As discussed above, the solid support adsorbing NPs should primarily increase the stability of otherwise highly reactive NPs. In their study, Doris and co-workers have used carbon nanotubes (CNTs) as scaffolds to deposit a particular organic polymer on which gold NPs can be deposited [2]. Specifically, CNTs were covered by the polymer resulting from light-promoted nitrilotriacetic-diyne polymerization followed by subsequent Au deposition. The resulting construct has a defined 1D morphology imparted by the CNT scaffold and was used to catalyze the aerobic oxidation of hydroxylamines to nitrones. Besides thermal oxidations, NPs exhibit interesting properties as photocatalysts. This aspect has also been covered in this Special Issue with two contributions showing the activity of small TiO₂ for the removal of pollutants [3] and for the selective oxidation of benzylalcohol to benzaldehyde [4].

In addition to oxidations, NPs, particularly metal NPs, have also general catalytic activity in reductions. In one of the articles of this Special Issue, van der Voort and co-workers have encapsulated Pt NPs inside the cages of a metal-organic framework (MIL-101-Cr) by atomic layer deposition [5]. Due to their internal porosity and crystalline structure, metal-organic frameworks offer confined spaces with regular dimensions in which NPs can be stabilized by geometrical constrains. Besides molecular hydrogen, other reducing agents such as hydrazine [6], NaBH₄ [7,8,9] and aminoborane [7] can also be activated by metal NPs to promote the reduction of different compounds. Nitroaromatics are among the preferred model substrates when the purpose is to determine the activity of catalysts, due to the possibility to follow the course of the reaction by absorption spectroscopic [7,8,9]. As in the case of oxidations, reductions can also be promoted by light. In one of these examples, Jain and co-workers have used a phosphorous-doped carbon nitride semiconductor that has been modified by Ni NPs and this system is able to promote light-assisted nitroarene to aniline reductions by using hydrazine as reducing agent [6].

Supported metal NPs are also suitable for use in the promotion of electrocatalytic reactions. Due to their interest in fuel cells, Qi and co-workers have prepared ultra-small size Pt NPs stabilized by polyvinylpyrrolidone that have been used as electrodes in methanol oxidation to CO₂ [10]. This reaction is of great importance for low temperature fuel cells. In a related work, Li and co-workers have shown that N-doped TiO₂ nanotubes as additives also increase the activity of graphene supported Pt composites in electrocatalytic methanol oxidation [11].

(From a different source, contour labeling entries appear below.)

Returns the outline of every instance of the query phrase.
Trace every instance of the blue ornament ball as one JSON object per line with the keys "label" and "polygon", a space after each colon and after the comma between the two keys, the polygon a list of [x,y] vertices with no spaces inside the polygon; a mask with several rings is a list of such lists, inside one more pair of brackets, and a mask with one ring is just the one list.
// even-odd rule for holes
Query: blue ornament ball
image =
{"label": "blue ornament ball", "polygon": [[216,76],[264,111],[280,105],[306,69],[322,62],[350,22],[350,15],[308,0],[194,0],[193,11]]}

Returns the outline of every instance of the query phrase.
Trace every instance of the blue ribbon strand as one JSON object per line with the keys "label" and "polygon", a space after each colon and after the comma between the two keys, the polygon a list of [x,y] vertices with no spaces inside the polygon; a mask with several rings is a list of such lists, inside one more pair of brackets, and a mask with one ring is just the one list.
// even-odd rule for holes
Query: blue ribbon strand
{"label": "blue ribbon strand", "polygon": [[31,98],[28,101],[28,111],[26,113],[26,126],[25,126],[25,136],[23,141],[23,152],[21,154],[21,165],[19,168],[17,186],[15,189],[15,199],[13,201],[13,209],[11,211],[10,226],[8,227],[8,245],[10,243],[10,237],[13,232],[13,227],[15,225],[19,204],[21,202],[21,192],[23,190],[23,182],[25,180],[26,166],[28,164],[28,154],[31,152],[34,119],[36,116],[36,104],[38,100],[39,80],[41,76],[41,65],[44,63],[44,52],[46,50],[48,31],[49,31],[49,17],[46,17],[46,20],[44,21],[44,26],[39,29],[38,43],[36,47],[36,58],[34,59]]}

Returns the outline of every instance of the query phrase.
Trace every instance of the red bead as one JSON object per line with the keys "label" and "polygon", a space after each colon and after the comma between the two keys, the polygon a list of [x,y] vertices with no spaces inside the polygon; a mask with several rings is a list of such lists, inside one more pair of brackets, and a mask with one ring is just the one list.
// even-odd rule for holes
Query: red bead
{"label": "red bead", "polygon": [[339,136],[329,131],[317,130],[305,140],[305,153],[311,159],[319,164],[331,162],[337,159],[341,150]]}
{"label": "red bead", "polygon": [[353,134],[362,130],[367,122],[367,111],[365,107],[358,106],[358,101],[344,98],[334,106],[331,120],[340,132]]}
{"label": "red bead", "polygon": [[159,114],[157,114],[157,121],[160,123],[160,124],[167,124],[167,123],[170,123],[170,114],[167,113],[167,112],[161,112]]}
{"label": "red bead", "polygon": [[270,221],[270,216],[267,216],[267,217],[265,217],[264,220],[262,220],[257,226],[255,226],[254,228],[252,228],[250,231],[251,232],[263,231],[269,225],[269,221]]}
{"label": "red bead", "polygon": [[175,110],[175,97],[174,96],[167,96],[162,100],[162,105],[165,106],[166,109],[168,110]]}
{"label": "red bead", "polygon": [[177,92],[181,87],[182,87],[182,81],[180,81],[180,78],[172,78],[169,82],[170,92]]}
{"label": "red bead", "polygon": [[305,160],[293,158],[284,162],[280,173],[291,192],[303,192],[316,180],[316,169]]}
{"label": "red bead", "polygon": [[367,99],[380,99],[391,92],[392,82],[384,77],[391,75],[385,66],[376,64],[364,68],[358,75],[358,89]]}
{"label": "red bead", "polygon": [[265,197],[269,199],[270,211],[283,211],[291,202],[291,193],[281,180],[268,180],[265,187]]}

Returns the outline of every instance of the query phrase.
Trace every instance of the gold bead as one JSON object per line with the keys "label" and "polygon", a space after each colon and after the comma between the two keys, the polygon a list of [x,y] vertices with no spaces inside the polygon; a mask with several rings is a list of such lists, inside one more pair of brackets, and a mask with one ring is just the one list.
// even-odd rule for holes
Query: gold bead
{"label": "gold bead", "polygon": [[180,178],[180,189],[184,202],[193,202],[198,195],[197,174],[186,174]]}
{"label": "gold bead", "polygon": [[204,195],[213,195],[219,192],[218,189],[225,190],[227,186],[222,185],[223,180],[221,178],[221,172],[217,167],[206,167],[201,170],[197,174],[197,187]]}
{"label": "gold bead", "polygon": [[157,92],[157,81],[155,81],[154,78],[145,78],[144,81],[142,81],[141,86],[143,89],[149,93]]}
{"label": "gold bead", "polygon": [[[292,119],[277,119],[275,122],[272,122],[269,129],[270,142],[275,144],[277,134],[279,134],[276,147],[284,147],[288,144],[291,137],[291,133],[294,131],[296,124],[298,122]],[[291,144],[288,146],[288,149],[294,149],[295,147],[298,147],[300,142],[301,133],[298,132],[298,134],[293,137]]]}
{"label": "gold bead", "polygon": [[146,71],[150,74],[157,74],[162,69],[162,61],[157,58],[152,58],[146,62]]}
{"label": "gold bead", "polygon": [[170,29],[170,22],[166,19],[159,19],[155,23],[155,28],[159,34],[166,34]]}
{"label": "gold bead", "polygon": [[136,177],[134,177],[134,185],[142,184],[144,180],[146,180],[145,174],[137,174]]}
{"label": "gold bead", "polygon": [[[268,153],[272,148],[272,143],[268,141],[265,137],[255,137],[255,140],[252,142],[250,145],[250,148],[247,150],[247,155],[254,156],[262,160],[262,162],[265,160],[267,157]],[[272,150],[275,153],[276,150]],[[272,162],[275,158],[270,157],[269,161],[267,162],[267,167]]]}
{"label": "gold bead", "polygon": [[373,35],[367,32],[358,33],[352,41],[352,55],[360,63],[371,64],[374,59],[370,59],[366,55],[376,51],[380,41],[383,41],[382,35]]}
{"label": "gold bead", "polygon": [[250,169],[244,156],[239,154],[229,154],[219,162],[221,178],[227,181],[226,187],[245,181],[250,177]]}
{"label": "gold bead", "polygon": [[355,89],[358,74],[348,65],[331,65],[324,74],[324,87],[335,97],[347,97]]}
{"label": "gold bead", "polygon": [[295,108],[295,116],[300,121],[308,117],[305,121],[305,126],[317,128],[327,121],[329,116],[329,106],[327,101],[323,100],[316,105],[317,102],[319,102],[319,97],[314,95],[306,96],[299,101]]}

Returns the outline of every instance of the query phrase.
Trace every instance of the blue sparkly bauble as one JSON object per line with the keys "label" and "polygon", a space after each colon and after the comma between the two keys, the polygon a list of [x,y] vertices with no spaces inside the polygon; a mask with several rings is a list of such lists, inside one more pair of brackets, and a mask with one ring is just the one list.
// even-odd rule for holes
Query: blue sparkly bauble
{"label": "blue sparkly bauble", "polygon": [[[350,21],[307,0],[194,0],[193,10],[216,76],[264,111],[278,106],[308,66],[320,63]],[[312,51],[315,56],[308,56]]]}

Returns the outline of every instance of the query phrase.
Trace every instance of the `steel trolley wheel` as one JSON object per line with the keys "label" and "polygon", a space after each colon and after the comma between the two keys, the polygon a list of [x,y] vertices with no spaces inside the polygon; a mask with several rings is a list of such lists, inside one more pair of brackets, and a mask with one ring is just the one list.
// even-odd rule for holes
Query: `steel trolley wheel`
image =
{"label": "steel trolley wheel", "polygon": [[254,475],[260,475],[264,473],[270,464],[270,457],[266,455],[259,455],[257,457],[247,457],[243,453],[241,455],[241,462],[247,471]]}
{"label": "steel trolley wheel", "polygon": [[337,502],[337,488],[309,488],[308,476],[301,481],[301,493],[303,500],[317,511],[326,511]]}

Continuing in the domain of renewable energies, NPs also offer considerable advantages with respect to other materials for the development of more efficient and cyclable electrodes for batteries. One type of battery that is very promising in the future due to high energy density and availability is the Li-O₂ battery. One of the main limitations of this type of batteries is the development of an efficient catalyst for the electrochemical reactions involving gas-phase O₂ and solid lithium oxides. In this context, Chen and co-workers have shown that MnO₂ NPs supported on carbon composites exhibit a high catalytic activity for oxygen reduction reaction [12], one of the key reactions involved. Similarly, MnO₂-doped with Ag dispersed in porous carbonaceous matrices are suitable gas diffusion electrodes for this type of batteries [13].

Overall, the present Special Issue shows the breath of applications and the potential of NPs in various fields going from thermal catalysis of liquid and gas phase reactions to photocatalysis using visible or solar light and electrocatalysis. In all these fields, the activities of nanomaterials have been found to exceed those of other types of particles. The target in this area is to further reduce the particle size, while gaining control of the morphology and facet orientation of the NPs, as well as their stabilization, without diminishing their activity. Another general challenge is to replace noble and critical metals by other abundant base transition metals. These targets will surely be accomplished in the near future.